SUATU ketika, dalam majelis koordinasi, seorang akhwat berkata
kepada mas’ul dakwahnya, “Akhi, ana gak bisa lagi berinteraksi dengan
akh Fulan.” Suara akhwat itu bergetar. Nyata sekali ia menekan
perasaannya. “Pekan lalu, ikhwan tersebut membuat pengakuan yang
membuat ana merasa risi, dan… Afwan, terus terang juga tersinggung.”
Sesaat kemudian suara dibalik hijab itu timbul tenggelam, “ikhwan itu
mengatakan… ia jatuh cinta pada ana.”
Mas’ul terbut terkejut, tapi ditekannya getar suaranya. Ia berusaha
tetap tenang. “Sabar ukhti, jangan terlalu diambil hati. Mungkin
maksudnya tidak seperti yang anti bayangkan,”
“Afwan… ana tidak menangkap maksud lain dari perkataannya. Ikhwan
itu mungkin tidak pernah berfikir dampak perkataannya. Kata-kata itu
membuat ana sedikit-banyak merasa gagal menjaga hijab ana, gagal
menjaga komitmen, dan menjadi penyebab fitnah. Padahal, ana hanya
berusaha menjadi bagian dari perputaran dakwah ini.” Sang akhwat kini
mulai tersedak terbata.
“Ya sudah… Ana berharap anti tetap istiqomah dengan kenyataan ini,
ana tidak ingin kehilangan tim dakwah oleh permasalahan seperti ini.”
Mas’ul itu membuat keputusan, “ana akan ajak bicara langsung akh
Fulan.”
Beberapa waktu berlalu, ketika akhirnya Mas’ul tersebut mendatangi
Fulan yang bersangkutan. Sang Akh berkata, “Ana memang menyatakan hal
tersebut, tapi apakah itu satu kesalahan?”
Sang Mas’ul berusaha menanggapinya searif mungkin. “Ana tidak
menyalahkan perasaan antum. Kita semua berhak memiliki perasaan itu.
Pertanyaan ana adalah, apakah antum sudah siap ketika menyatakan
perasaan itu. Apakah antum mengatakannya dengan orientasi bersih yang
menjamin hak-hak saudari antum. Hak perasaan dan hak pembinaannya.
Apakah antum menyampaikan ini kepada pembina antum untuk diseriuskan.

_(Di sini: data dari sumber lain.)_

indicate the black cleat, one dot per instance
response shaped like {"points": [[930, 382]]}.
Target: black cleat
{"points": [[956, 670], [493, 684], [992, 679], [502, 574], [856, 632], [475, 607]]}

Apakah antum sudah siap berkeluarga. Apakah antum sudah berusaha
menjaga kemungkinan fitnah dari per-nyataan antum, baik terhadap ikhwah
lain maupun terhadap dakwah???” Mas’ul tersebut membuat penekanan
substansial. “Akhi… bagi kita perasaan itu tidak semurah tayangan
sinetron, atau bacaan picisan dalam novel-novel. Bagi kita perasaan itu
adalah bagian dari kemuliaan yang Allah tetapkan untuk pejuang dakwah.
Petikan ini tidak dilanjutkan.